Honolulu managing director appears before grand jury

An attorney for Honolulu Managing Director Roy Amemiya confirmed that his client testified before a federal grand jury Thursday, but said he is not the target of any federal investigation.

Lyle Hosoda, Amemiya’s attorney, told the Honolulu Star-Advertiser today that he was confirming the information about the appearance only due to media inquiries.

Amemiya will not divulge the nature of his testimony or any other details of the investigation, Hosoda said.

“The government has requested that Mr. Amemiya not publicly disclose the fact that he had been subpoenaed in connection with a federal request and, to date, he has abided by that request,” Hosoda said, in a statement. “Now that his connection to the federal investigation has been reported by others, this statement is being provided to dispel any speculation or rumors and is in the interest of transparency.”
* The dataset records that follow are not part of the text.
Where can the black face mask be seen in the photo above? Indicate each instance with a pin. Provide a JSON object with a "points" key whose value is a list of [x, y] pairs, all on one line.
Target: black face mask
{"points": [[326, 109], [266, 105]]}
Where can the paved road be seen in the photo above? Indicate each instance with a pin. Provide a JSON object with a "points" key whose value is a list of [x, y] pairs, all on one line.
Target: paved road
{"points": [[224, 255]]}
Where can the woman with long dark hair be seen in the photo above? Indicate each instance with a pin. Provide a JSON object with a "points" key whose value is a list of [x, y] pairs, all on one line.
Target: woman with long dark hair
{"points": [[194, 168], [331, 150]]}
Hosoda added: “To honor the government’s desire to protect the investigation, Mr. Amemiya will not be publicly disclosing the specifics of his testimony, or the subject matter he was questioned about.”
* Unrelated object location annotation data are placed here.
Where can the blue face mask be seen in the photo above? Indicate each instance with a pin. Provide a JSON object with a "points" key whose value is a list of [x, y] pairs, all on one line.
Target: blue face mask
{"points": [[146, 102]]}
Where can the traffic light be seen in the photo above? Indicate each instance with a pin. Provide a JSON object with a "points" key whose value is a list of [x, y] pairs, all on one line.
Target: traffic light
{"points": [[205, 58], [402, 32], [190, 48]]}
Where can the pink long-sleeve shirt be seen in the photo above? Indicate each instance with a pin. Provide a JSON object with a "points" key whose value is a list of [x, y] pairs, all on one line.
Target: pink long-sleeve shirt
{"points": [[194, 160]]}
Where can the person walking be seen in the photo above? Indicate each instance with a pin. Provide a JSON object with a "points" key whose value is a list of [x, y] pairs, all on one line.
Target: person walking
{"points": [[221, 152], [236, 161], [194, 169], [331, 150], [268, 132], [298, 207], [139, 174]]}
Hosoda stressed that “Mr. Amemiya is not a target of the federal investigation and has not been accused of committing any crime.”

Amemiya, who is Mayor Kirk Caldwell’s second-in-command at City Hall, received a subpoena from the government and, in appearing at U.S. District Court Thursday, “did what every America is lawfully required to do when receiving a subpoena to testify in court.”
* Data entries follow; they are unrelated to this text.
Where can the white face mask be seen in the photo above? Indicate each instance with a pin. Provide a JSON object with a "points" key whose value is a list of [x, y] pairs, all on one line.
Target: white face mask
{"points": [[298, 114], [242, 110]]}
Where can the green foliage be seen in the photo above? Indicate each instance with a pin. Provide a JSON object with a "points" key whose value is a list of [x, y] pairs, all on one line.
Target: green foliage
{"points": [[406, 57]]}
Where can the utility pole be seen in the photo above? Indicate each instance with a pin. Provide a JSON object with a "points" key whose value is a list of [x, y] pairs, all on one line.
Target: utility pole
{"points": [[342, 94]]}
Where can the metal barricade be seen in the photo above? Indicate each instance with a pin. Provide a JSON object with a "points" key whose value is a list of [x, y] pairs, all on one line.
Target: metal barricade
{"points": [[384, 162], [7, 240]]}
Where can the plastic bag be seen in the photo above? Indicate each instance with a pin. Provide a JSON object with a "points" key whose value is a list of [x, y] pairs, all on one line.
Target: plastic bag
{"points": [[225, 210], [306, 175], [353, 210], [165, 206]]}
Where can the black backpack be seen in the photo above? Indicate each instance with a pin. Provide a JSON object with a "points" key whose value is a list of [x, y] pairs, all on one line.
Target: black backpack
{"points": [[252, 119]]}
Amemiya has not received a target letter from federal authorities, Hosoda’s office said.

Federal investigators are known to be looking into two matters involving the City and County of Honolulu — one involving former Honolulu Police Chief Louis Kealoha and former Deputy Prosecuting Attorney Katherine Kealoha, the other relating to allegations of wrongdoing involving the Honolulu Authority for Rapid Transportation.

As part of the investigation that led to the indictments and convictions of the Kealohas on public corruption charges, city Corporation Counsel Donna Leong received a target letter from federal authorities in January 2019. Leong has been on paid leave from the city since then.

A target letter suggests the subject is a target in a federal grand jury investigation, according to the Department of Justice website. Such a correspondence typically is issued by the Justice Department to someone being asked to appear before a federal grand jury involving an investigation into an alleged federal criminal offense.

Caldwell, in announcing Leong’s leave, told reporters that the letter involved Leong’s role in the controversial agreement between Louis Kealoha and the Honolulu Police Commission allowing the embattled chief to retire with benefits, including a $250,000 payout.

Caldwell was not available for immediate comment this morning. He has stated several times since Leong’s departure that neither he nor others in his administration have received similar correspondence.

The HART matter involves an investigation into contracts. While HART received subpoenas for records more than a year ago, no new developments or activity involving that case have not been made public. It is unknown if any individuals are being investigated in connection with the case.

Hosoda said “Mr. Amemiya has done an exemplary job as the City’s Managing Director over the last five years. He will continue to provide his leadership and guidance in moving the City’s important work forward during these critical times.”

The managing director is appointed by the mayor and typically runs day-to-day operations of the city administration.